KEVIN NOE: Well, it has a separate little subtitle to it. It's called the "Linz" symphony. And the reason it's called the "Linz" symphony is because it was premiered in Linz and it was written for that purpose.

But the great story about Mozart 36, and one that gives us all pause at his incomparable genius is that I don't remember the particulars of the story but I remember the punchline. He's traveling somewhere. He's going to arrive in Linz, where they have asked him for a symphony, but he has forgotten to bring him with him. And so he decides he will simply pen one out in the carriage on the way. And he writes this symphony in three days! Three days, it goes from, "Oops, I don't have one," to performance-ready, with parts.

Now, how any human being can do such a thing and of course, it's glorious. The symphony is just magnificent, you know. It doesn't have a rushed feel to it. "You know, Wolfgang was really slacking here, he just slapped it together." It doesn't sound like that at all. How any human could write a whole symphony in three days, riding in the back of a carriage, is absolutely beyond me.

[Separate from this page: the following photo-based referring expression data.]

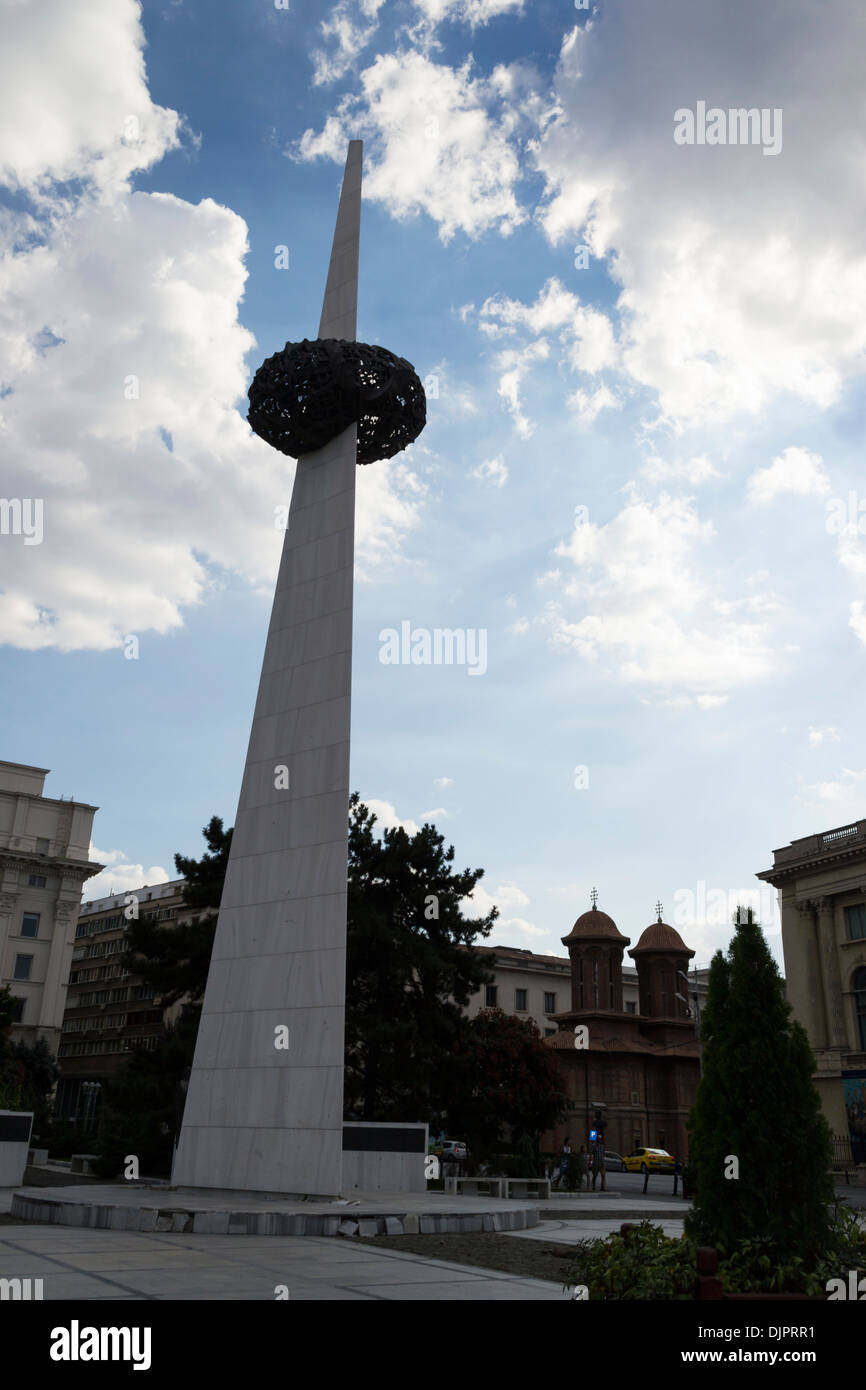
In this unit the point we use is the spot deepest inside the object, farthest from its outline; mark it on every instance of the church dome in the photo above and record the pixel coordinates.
(595, 926)
(660, 937)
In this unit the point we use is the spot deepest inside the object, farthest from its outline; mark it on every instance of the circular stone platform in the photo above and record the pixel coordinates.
(211, 1212)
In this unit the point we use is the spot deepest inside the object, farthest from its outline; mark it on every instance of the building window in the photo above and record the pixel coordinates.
(29, 925)
(859, 1004)
(855, 920)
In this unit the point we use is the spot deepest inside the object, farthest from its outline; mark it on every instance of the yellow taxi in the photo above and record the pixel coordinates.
(649, 1161)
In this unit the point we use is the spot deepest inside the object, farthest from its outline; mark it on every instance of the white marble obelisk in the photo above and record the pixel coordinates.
(262, 1116)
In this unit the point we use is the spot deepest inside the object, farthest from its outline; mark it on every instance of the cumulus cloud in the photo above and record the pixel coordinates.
(346, 32)
(74, 96)
(850, 551)
(680, 470)
(822, 733)
(587, 405)
(438, 143)
(583, 337)
(470, 11)
(120, 875)
(508, 895)
(797, 471)
(388, 819)
(844, 792)
(635, 598)
(856, 619)
(492, 470)
(123, 359)
(729, 296)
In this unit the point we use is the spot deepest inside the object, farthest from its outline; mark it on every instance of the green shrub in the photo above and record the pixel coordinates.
(642, 1264)
(645, 1264)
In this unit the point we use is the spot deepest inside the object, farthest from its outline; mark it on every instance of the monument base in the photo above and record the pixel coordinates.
(228, 1214)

MELISSA BENMARK: Alberto Ginastera, a composer of, I would say, unusually depthy and brilliant and difficult music And I'm going to have you say the title, here.

NOE: It's Variaciones Concertantes. The concerto variations, in a sense, for the orchestra. It's a piece that is twelve movements, and what's really interesting about it is that it features a solo for every instrument that is in the orchestra. It is a chamber orchestra, so it's a fairly small group, but it still have twelve different features. So you have a cello feature, bass feature, violin, viola, oboe, bassoon, flute, clarinet the clarinet one is infamous. Not just famous, it's infamous for its incredible difficulty. And we have trumpet and trombone, and harp as well.

All of them have their own features, and yet the piece holds together as a cohesive unit that seems like it really goes from the beginning all the way to the end as one journey. So it doesn't just sound like a set of variations. It has a really clear line that drives to the end. It's magnificent music. It's got a very soulful quality that's hard to articulate, but I've often associated with his music.

BENMARK: And then we have Minsoo Sohn, the soloist on the "Rhapsody on a Theme by Paganini," Rachmaninoff. One of the best-loved Romantic pieces ever. Tell me about that, and the contrast between that and the other pieces on the program.

NOE: I suppose in the variations sense, there's, you would think there would be a link, because you've got the concerto variations of Ginastera, and then the Paganini variations. But the Ginastera variations is not based on the same tune over and over.

The famous Paganini variations, which is based on (sings), is essentially that same tune over and over. And there are 24 movements in this, each one, of course, very short. But what is amazing is Rachmaninoff's ability to just mine endless riches out of the same little simple material. I mean, when you hear Variation 2 and then 17, and then the famous one which is 18, which is (sings), for which I'm a complete sucker. Every time we get there, I just die.

You just think, this is why these people are famous, great creators of the best art, is because they can somehow pull these nuggets out of salient little bits of material that we don't see. We think, (sings), okay fine. They don't see it that way. They think, oh, well, if I flip it upside down, I can do this. Oh, and if I make it longer I can do this. Well, if I harmonize it this way, I can do this. Or if I just gave it to this instrument it would sound different. And they, they're geniuses, you know?

And see, I just point at stuff. I'm just a conductor. I just point and complain, you know. If I was really talented, I would actually compose, but you know. We all bow down to people like Rachmaninoff, Ginastera, and Mozart. That's for sure.